June Shoen doesn't have many memories of her brother Quentin Gifford, who died in the bombing of Pearl Harbor more than 76 years ago when he was only 22.
She does, however, remember an old country song he used to play for her on the guitar in the backyard of their Mankato home, called "Life's Railway to Heaven."
"It's a song that he loved and he played very well," said Shoen, now 81. "He used to sit me on his knee and play it for me."
She and more than 100 other people heard that song one more time at a memorial service for Gifford, whose remains were buried Saturday at Fort Snelling National Cemetery.
Radioman Second Class Quentin J. Gifford was serving on the USS Oklahoma during the Japanese raid on Pearl Harbor on Dec. 7, 1941. The attack killed more than 2,300 Americans and thrust the U.S. into World War II.
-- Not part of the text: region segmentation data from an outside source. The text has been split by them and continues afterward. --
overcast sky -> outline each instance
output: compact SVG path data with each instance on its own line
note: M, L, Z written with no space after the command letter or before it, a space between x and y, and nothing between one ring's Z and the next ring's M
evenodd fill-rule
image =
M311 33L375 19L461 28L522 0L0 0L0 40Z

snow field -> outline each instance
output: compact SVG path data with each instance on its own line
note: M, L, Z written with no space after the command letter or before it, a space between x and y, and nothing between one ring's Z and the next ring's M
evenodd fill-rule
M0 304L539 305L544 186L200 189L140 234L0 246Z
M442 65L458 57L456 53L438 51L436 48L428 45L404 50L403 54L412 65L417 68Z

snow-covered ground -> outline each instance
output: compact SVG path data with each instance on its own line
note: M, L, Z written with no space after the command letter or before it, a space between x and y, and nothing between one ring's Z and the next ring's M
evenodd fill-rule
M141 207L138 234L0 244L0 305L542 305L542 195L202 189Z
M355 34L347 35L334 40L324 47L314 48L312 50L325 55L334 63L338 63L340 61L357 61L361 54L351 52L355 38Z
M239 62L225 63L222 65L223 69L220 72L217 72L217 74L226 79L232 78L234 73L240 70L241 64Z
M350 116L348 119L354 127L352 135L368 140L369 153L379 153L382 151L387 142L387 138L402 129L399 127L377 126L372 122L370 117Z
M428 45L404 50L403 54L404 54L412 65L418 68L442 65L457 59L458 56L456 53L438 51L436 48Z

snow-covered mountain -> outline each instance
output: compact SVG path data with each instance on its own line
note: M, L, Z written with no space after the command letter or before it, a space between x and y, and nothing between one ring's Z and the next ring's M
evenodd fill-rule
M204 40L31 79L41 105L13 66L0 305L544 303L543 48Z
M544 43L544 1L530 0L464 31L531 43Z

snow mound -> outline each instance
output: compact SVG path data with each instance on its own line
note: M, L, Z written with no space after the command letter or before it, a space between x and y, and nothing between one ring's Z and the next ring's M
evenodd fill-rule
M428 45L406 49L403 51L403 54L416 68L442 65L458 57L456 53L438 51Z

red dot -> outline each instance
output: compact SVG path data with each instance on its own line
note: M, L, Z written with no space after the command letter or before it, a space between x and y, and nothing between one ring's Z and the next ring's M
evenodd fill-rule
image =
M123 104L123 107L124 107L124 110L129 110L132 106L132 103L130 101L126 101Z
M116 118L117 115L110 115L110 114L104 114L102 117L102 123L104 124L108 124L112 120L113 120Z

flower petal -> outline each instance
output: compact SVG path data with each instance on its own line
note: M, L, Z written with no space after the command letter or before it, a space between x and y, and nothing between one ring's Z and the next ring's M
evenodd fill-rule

More than 400 USS Oklahoma crew members died, their unidentified remains interred in Hawaii until being exhumed in 2015 to analyze their DNA.
Gifford's remains were identified last summer. His relatives decided to wait until after the winter for the military to fly his remains back to Minnesota. "We'd waited seventy-some years, we could wait a few months longer," Shoen said.
A short service was held inside a chapel at Fort Snelling, led by the Rev. Kenneth Beale Jr. and featuring religious songs performed by a barbershop quartet. Gifford's casket, draped in a U.S. flag and surrounded by flowers, rested in front of the pews.